The Aztecs believed that a great and continuing sacrifice by the gods sustains the universe. Everything — from a successful childbirth, to a successful battle, to a successful harvest — was due to the gods. This in turn created a strong sense of indebtedness. Sacrifice was often referred to as nextlahualli or “debt-payment,” of which human sacrifice was the highest offering that could be made to repay a debt to the gods.
According to the Aztec myth of the Five Suns, the world has gone through five cycles of creation and destruction, with the current era being the fifth. The universe is in a constant process of change, in which the gods are omnipresent active elements, and in which human lives are ephemeral. The world is only kept in balance thanks to constant sacrifice. To stop sacrificing would introduce chaos and ruin in the cosmic order; such an offense to the gods would have been unthinkable for an Aztec.
What the story of the Aztecs shows, more than anything else, is how malleable the human mind really is. In our relatively peaceful times, it is easy to forget to what extent our species is perfectly capable of accommodating and normalizing violence and death, even during times of peace.
Nearly every modern Western philosopher — whether Rawls, Nozick or Habermas — would likely argue against Aztec sacrifice as an institution that infringes fundamental rights and unnecessarily promotes human suffering.
What is strange is that the Aztecs themselves might have disagreed. Had they not been conquered and converted to Christianity by force, the Aztec might have told these philosophers, as Moctezuma told Cortès, that liberalism and critical theory might be good for Europeans, but that the Aztecs are better off with their own traditions.

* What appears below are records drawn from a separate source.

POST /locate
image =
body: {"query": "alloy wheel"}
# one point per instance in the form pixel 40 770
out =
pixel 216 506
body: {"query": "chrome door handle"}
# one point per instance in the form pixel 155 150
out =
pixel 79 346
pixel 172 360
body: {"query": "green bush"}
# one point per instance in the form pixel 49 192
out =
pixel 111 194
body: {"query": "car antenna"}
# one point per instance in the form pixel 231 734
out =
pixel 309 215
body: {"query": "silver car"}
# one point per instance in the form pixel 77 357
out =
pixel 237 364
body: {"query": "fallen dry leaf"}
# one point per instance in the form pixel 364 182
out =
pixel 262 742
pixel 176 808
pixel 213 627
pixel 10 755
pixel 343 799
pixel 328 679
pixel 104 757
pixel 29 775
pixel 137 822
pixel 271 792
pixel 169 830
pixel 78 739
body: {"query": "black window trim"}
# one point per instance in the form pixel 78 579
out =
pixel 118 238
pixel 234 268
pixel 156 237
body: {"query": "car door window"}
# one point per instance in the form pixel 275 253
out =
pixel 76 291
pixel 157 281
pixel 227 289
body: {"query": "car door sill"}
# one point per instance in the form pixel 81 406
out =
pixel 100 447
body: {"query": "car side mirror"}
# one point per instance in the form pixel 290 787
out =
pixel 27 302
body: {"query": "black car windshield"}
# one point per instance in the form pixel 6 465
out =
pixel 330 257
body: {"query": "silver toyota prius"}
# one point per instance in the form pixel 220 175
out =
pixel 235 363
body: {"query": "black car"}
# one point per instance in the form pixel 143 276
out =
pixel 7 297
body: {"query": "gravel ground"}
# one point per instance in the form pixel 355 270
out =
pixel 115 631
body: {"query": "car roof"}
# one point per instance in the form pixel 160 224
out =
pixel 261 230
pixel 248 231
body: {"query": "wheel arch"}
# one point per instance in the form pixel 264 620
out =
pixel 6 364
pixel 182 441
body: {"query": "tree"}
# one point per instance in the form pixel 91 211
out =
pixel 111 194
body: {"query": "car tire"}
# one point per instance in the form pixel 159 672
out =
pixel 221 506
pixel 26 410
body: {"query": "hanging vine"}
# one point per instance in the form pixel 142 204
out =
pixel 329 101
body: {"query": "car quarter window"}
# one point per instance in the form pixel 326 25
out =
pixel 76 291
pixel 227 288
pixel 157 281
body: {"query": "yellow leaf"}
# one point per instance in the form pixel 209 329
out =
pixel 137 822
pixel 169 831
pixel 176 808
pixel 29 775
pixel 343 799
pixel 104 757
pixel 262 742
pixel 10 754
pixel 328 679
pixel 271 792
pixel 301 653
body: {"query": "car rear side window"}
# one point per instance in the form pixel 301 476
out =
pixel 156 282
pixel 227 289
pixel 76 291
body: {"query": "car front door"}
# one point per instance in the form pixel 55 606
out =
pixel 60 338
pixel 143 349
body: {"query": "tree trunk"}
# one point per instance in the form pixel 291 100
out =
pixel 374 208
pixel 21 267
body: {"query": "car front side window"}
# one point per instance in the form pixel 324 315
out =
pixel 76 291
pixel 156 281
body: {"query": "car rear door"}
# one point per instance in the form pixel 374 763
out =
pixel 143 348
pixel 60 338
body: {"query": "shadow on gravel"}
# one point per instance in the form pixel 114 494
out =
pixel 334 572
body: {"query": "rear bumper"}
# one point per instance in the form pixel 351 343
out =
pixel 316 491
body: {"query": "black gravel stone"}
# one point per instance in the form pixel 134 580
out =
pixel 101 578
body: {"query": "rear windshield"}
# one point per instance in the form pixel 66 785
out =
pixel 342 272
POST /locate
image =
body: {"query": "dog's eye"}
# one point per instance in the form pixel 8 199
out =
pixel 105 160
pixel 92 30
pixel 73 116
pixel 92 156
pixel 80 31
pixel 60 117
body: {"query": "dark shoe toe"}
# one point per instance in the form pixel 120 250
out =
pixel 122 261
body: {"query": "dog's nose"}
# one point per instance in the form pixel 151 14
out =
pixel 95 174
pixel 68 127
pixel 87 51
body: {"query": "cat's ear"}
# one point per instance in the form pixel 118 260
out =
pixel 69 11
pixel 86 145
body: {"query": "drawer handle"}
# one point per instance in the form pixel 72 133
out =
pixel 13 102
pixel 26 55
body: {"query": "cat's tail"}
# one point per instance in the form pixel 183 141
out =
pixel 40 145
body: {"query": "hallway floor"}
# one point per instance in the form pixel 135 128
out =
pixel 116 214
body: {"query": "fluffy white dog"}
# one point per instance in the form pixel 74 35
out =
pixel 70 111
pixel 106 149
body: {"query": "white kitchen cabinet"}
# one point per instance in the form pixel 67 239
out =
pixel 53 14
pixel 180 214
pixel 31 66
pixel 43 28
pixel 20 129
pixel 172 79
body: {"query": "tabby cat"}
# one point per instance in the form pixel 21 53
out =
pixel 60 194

In a world where religious and ideological disagreement is unavoidable, it makes little sense to promote a political philosophy which assumes that there can be such a thing as universal moral values. As Chantal Mouffe argues, “the search for consensus without exclusion and the hope for a perfectly reconciled and harmonious society have to be abandoned.” They have to be abandoned, because some people will always remain different, incomprehensible, and strange.